Stylistically, I was never a big fan of the Tucson, too awkward looking, I thought, but a popular choice regardless.
But no one in their right mind could say any such thing about the ix-35 design direction, with it’s superb profile, heaps of interior space, larger and more creative storage solutions, as well as class leading fuel economy.
Hyundai’s design gurus call it “fluidic” design language, with sweeping curves and a sports-like stance with the optional 225/55 R18 wheels.
Space inside the ix-35 is further enhanced with a dual-panel panoramic sunroof, which can either tilt or slide completely open.
Although, the overall height has been reduced by 20 millimetres, headroom seems unaffected due to smart cabin design.

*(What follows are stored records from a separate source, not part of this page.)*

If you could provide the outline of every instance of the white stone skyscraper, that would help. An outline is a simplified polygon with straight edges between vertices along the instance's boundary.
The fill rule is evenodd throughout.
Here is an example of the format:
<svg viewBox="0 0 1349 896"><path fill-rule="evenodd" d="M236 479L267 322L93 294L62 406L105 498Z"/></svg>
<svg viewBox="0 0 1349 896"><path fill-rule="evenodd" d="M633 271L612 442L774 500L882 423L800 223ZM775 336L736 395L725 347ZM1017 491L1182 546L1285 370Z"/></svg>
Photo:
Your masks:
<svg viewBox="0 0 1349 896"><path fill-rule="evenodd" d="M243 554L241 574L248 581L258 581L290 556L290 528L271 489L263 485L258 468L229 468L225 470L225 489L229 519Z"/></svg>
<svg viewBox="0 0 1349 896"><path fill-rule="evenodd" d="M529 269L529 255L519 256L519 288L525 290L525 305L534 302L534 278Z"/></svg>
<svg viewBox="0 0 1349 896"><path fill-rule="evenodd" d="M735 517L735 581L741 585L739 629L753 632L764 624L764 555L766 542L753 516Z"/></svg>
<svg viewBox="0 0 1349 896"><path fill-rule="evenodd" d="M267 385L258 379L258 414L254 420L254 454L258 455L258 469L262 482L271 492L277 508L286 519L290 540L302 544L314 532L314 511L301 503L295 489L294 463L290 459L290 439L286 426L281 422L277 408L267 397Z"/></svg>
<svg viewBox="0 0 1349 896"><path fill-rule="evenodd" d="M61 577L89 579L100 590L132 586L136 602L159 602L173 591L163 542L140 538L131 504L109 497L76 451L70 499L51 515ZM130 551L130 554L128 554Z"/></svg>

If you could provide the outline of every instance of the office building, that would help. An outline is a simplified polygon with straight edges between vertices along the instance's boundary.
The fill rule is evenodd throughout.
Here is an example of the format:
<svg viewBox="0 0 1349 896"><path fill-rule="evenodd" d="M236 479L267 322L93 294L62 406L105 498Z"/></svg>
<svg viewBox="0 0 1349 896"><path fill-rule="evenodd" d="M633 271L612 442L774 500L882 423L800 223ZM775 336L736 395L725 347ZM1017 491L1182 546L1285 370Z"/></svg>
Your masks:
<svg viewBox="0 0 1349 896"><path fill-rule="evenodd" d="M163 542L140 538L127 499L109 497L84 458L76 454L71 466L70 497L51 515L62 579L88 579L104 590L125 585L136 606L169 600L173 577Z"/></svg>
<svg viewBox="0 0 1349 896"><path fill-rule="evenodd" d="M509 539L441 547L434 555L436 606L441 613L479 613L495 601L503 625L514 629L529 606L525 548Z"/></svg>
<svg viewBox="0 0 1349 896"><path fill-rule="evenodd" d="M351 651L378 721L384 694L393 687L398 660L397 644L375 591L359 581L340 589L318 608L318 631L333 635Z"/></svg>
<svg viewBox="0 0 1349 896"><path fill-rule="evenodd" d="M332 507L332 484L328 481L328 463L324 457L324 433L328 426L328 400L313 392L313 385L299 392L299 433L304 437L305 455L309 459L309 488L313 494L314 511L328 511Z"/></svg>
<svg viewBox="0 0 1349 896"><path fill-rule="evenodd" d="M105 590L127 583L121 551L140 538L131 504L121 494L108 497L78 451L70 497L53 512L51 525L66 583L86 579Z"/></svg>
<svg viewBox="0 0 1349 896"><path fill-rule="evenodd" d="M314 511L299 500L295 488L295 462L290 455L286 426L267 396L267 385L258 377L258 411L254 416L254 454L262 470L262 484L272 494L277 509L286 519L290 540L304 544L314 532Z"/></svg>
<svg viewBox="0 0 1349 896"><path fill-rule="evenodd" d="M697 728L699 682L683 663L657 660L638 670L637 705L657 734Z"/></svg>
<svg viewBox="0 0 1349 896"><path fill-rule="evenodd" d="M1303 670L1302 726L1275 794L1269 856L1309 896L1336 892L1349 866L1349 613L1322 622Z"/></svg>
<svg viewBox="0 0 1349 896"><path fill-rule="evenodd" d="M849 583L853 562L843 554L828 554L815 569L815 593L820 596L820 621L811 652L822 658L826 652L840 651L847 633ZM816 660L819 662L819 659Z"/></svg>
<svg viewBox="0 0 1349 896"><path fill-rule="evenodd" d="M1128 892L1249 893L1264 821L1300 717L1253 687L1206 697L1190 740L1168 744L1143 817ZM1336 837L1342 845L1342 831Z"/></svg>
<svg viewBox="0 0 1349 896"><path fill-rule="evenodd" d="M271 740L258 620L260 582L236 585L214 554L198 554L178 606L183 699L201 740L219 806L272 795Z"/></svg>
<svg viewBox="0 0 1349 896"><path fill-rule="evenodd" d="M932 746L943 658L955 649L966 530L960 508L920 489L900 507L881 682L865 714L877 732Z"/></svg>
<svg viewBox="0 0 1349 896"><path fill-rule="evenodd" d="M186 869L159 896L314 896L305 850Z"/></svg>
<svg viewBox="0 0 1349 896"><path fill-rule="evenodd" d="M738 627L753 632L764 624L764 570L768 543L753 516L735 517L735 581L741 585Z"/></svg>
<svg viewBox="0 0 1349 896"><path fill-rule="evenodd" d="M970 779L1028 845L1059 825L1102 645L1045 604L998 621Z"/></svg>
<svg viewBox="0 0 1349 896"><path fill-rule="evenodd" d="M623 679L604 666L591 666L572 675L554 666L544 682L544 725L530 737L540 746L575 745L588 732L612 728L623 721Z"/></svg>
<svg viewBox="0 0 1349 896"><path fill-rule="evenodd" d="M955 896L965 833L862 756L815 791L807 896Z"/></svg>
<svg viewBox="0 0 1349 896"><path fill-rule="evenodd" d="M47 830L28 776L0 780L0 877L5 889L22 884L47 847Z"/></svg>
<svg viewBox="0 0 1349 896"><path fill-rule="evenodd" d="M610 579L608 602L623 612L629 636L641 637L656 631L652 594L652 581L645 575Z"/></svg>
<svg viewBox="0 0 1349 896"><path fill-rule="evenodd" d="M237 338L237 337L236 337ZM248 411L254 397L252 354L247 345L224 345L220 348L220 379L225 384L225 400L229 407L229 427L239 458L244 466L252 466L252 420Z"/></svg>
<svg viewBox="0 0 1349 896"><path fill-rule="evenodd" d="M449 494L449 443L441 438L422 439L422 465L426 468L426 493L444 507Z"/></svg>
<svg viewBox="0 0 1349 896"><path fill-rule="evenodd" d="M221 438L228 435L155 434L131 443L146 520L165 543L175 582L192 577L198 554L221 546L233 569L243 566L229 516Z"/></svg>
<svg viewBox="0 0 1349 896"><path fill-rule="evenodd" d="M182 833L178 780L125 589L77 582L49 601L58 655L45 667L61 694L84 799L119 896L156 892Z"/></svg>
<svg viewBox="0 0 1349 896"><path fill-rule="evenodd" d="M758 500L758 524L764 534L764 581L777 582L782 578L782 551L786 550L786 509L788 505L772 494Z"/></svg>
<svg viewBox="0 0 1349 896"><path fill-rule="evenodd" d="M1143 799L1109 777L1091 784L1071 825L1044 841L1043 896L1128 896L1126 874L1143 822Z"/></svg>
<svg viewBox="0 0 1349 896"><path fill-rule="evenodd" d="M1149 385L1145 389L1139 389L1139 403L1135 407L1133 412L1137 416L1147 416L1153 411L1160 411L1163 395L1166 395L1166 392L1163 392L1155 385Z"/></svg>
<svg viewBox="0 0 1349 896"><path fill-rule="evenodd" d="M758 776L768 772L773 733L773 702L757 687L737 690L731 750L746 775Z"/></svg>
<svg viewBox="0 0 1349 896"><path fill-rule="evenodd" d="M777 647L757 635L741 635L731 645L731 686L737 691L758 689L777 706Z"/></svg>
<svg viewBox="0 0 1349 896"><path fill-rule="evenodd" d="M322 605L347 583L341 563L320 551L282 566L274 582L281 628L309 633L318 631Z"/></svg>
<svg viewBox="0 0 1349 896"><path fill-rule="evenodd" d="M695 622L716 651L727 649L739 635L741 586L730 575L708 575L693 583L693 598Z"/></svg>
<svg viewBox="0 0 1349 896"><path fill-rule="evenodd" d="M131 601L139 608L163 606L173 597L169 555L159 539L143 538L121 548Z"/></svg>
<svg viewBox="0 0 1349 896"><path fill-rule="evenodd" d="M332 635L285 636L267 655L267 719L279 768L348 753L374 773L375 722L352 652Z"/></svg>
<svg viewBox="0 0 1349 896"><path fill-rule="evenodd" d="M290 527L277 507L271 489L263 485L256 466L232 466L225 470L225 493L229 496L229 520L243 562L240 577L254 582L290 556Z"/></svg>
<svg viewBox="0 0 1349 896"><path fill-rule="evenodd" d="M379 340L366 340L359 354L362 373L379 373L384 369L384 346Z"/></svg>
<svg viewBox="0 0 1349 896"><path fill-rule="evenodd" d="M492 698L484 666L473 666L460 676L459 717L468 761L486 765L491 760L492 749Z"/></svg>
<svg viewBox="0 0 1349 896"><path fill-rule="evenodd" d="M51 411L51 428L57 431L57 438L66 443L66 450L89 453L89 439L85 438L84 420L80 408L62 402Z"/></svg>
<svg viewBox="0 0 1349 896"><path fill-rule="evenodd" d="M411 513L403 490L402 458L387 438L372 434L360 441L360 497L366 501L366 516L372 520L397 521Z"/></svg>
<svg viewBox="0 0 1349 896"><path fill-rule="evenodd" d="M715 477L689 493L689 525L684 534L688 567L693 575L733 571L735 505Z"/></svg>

This car is a study in ‘attention to detail’. Take the front seats, greater travel in their adjustment means more legroom for taller folks, while the centre console has been enlarged by a full 3.4 litres.
The armrest is now longer and higher for greater comfort, and there’s more space for your iPod and phone.
Without boring you with specific dimensions, I can tell you first hand that the ix35 doesn’t look like a large SUV, as it appears from the inside.
There are new engines too Hyundai has spent a small fortune developing advanced fuel efficient petrol and diesel powertrains, which may well end up best in class.
And it just gets better for prospective Hyundai buyers, with a proprietary six-speed automatic transmission with a shiftronic option for manual shifts.
It’s also lighter, smaller, and more compact than another comparable six- speed transmission on the market today. Your mechanic won’t ever need to check the transmission fluid either, not that there’s dipstick to do so, that’s good for the life of the product.
And if you really want to push the green barrow, lights will flash on an LCD screen when you need to shift gears, if you go with the manual transmission.
The six-speed auto unit uses an “ECO” icon, which is backlit by specific coloured LEDs depending on how heavy you ride the right pedal.
The ix35 should handle well too with a compact multi-link rear suspension set up, while MacPherson struts are employed up front.
No need to worry about safety either, the ix35 has a five-star rating in Euro NCAP for frontal and side impacts.
The body shell has been stiffened by extensive use of ultra-high tensile steel and noise and vibration levels are said to be class leading.
Even the rear luggage area gets additional soundproofing for reduced exhaust sound.
As a peak hour driver in hilly cities such as Sydney, you’ll appreciate both Hillstart Assist and Downhill Brake Control which help to relieve stress in a variety of traffic conditions.
The leather and switchgear which I saw in the display car was top shelf, as I suspect the standard audio unit to be, judging by what my base model i30cw Wagon long term press car is blessed with.
Other features include:
Make no mistake the ix35 will be a hit in whatever market it chooses to enter.
Hyundai Australia confirms that we should see the car here during the first half of 2010, but can’t say whether we will get both the 2WD and 4WD versions. Any version will do, thanks.